Он вошел в темное помещение и погрузился в запах горячего масла и чеснока, неожиданно ощутив волчий голод и веселье. Он заказал спагетти и escalope alia rustica [3] и к ним полграфина красного вина, и все это ему принесли, и все было чудесным. Пряный и острый вкус еды странно подействовал на его небо, показавшись столь же привычным, как вкус сандвичей, которые он обычно ел на ленч, и вкус котлет и вареных овощей, съедаемых им за ужином дома; он начал чувствовать почти опьянение, но это было не от вина. Анн-Мари, подумал он. Анн-Мари... Его мозг поворачивал и ласкал это имя. Была ли она француженкой? Нравилась ли ей итальянская пища? Он вообразил ее сидящей напротив него: чесночный хлеб и вкусное вино, разговоры и смех, и все так ново и легко. Она бы говорила с ним о музыке, а он бы угощал ее историйками о своей работе, что было бы совершенно внове для нее, и она бы удивлялась, развлекалась и восхищалась. Все на свете интересно, когда вам двадцать пять. Пока кто-нибудь не убил вас, разумеется.
– Вы прямо-таки поймали меня на пороге. Я собирался пойти что-нибудь поесть, – сказал Атертон.
– А я уже успел. И еще я нашел, кто была эта девушка.
– Я уже сделал эти выводы из двух фактов – от вас несет чесноком, и у вас самодовольный вид.
– А еще я знаю, почему она оказалась там, где мы ее нашли: она работала на телецентре в тот вечер.
– Ленч подождет. Расскажите мне все. – Атертон уселся на край стола, подняв облако пыли в лучах солнца, пробивавших себе дорогу сквозь грязные стекла комнаты отдела уголовного розыска или уголовно-следственного отдела, как его еще называли, не мытые за всю историю его существования. Все уже ушли на ленч, телефоны мирно дремали на столах, и комната хранила неестественную полуденную тишину.
Слайдер рассказал ему все, что узнал этим утром.
– Вполне возможно, что тот, кто убил ее, знал, что оркестр не будет работать следующие десять дней и поэтому ее никто не хватится. Раздевание тела тоже к этому – они рассчитывали задержать нас на несколько недель. В конце концов, если бы не Николлс, определивший это пятно на шее...

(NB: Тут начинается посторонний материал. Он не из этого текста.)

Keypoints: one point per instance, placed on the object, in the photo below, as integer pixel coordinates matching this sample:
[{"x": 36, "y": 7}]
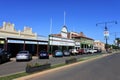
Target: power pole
[
  {"x": 115, "y": 34},
  {"x": 106, "y": 32}
]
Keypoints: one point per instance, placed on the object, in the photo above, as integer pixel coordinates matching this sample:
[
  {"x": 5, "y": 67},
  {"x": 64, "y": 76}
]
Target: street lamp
[{"x": 106, "y": 32}]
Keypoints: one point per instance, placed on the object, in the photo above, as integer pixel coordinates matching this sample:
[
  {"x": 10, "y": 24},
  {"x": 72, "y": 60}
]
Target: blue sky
[{"x": 81, "y": 16}]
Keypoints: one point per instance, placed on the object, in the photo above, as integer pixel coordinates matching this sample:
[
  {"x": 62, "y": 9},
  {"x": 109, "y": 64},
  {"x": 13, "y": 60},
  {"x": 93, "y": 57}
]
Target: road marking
[{"x": 59, "y": 68}]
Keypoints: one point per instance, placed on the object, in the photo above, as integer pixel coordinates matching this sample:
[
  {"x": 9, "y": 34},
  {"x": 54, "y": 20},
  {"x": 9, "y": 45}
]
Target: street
[
  {"x": 106, "y": 68},
  {"x": 15, "y": 67}
]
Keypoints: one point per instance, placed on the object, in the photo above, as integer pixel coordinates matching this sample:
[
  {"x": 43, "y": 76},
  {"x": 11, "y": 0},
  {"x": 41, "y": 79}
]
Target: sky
[{"x": 81, "y": 16}]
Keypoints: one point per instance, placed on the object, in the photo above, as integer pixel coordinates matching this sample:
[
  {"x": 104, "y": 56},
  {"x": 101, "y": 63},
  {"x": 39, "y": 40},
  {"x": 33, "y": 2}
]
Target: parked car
[
  {"x": 4, "y": 56},
  {"x": 80, "y": 51},
  {"x": 23, "y": 55},
  {"x": 43, "y": 54},
  {"x": 73, "y": 51},
  {"x": 66, "y": 53},
  {"x": 58, "y": 53},
  {"x": 91, "y": 51}
]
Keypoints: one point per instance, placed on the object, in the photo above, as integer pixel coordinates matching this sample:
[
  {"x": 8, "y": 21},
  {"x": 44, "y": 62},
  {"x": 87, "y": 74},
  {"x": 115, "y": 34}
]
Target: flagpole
[{"x": 64, "y": 17}]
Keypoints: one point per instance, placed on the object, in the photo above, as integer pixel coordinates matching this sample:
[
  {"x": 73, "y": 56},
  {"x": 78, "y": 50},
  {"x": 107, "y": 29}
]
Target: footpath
[{"x": 70, "y": 65}]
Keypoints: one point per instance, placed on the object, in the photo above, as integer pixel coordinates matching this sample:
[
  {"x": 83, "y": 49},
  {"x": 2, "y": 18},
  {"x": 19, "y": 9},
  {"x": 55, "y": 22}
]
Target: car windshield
[
  {"x": 23, "y": 52},
  {"x": 43, "y": 52}
]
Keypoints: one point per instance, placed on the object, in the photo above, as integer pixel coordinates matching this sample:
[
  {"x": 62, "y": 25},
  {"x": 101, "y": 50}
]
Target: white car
[
  {"x": 23, "y": 55},
  {"x": 73, "y": 51}
]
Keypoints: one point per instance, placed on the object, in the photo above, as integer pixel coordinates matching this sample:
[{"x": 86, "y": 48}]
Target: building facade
[
  {"x": 15, "y": 41},
  {"x": 99, "y": 45}
]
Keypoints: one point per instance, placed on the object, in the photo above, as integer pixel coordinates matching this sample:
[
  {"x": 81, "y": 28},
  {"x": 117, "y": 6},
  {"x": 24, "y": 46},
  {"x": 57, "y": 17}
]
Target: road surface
[{"x": 106, "y": 68}]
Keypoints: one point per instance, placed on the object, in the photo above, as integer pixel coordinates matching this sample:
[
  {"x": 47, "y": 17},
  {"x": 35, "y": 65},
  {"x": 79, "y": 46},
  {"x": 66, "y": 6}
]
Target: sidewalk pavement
[{"x": 50, "y": 70}]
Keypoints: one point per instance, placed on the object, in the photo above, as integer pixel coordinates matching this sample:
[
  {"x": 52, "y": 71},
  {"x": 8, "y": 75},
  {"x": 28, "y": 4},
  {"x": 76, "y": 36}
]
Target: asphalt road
[
  {"x": 15, "y": 67},
  {"x": 107, "y": 68}
]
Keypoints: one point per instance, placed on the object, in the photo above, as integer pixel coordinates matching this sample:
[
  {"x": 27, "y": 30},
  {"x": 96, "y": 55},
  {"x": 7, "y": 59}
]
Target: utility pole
[
  {"x": 106, "y": 32},
  {"x": 115, "y": 34}
]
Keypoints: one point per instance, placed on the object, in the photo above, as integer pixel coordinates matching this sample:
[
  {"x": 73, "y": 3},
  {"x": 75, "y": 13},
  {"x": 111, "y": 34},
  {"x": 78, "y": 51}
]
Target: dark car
[
  {"x": 43, "y": 55},
  {"x": 66, "y": 53},
  {"x": 58, "y": 53},
  {"x": 23, "y": 55},
  {"x": 4, "y": 56}
]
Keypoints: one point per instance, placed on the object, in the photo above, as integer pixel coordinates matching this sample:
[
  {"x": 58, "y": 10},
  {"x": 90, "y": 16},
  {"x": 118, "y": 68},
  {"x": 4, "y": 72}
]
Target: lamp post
[{"x": 106, "y": 32}]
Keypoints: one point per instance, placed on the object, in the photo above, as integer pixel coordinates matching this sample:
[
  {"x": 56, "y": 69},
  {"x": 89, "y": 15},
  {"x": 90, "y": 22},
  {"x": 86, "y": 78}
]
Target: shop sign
[
  {"x": 43, "y": 43},
  {"x": 30, "y": 42},
  {"x": 2, "y": 42}
]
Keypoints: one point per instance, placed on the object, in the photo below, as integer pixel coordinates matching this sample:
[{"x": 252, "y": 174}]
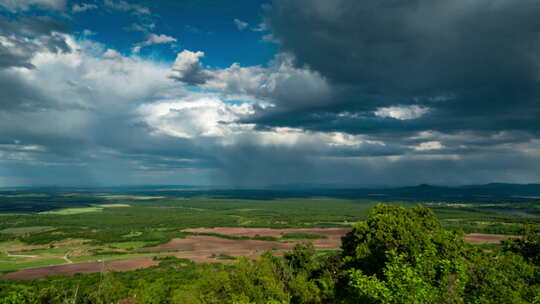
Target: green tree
[{"x": 403, "y": 255}]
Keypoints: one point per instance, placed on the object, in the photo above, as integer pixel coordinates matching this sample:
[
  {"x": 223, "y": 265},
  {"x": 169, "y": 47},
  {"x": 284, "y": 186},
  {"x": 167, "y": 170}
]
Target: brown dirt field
[
  {"x": 486, "y": 238},
  {"x": 252, "y": 232},
  {"x": 91, "y": 267},
  {"x": 216, "y": 244},
  {"x": 208, "y": 248}
]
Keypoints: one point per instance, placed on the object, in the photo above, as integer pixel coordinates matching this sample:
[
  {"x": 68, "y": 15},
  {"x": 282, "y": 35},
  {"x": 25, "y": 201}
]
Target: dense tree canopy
[{"x": 397, "y": 255}]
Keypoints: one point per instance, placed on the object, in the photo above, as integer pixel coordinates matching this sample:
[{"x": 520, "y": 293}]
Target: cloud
[
  {"x": 23, "y": 5},
  {"x": 188, "y": 69},
  {"x": 276, "y": 86},
  {"x": 241, "y": 25},
  {"x": 72, "y": 107},
  {"x": 127, "y": 7},
  {"x": 78, "y": 8},
  {"x": 402, "y": 112},
  {"x": 447, "y": 57},
  {"x": 152, "y": 39},
  {"x": 16, "y": 49},
  {"x": 110, "y": 53}
]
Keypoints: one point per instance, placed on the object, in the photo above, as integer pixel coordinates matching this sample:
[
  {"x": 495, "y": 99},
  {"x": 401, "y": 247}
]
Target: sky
[{"x": 252, "y": 93}]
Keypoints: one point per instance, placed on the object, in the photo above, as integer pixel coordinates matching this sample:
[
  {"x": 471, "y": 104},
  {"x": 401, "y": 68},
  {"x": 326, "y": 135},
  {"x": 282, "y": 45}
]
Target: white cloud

– В отличие от Николлса, мне не было предоставлено такой привилегии – посмотреть на него. И в отличие от вас, кстати.
– Ах, так? Ну, ладно, сынок, как тебе понравится вернуться к розыску украденных видео?
Это была знакомая игра, обмен шутливыми упреками и угрозами, но неожиданно в ней появились признаки резкости, удивившие обоих, и теперь они смотрели друг на друга в некотором смущении. Атертон открыл было рот, чтобы произнести нечто умиротворяющее, но Слайдер опередил его.
– Лучше бы ты шел на ленч, а? Кто сегодня должен бежать в магазин?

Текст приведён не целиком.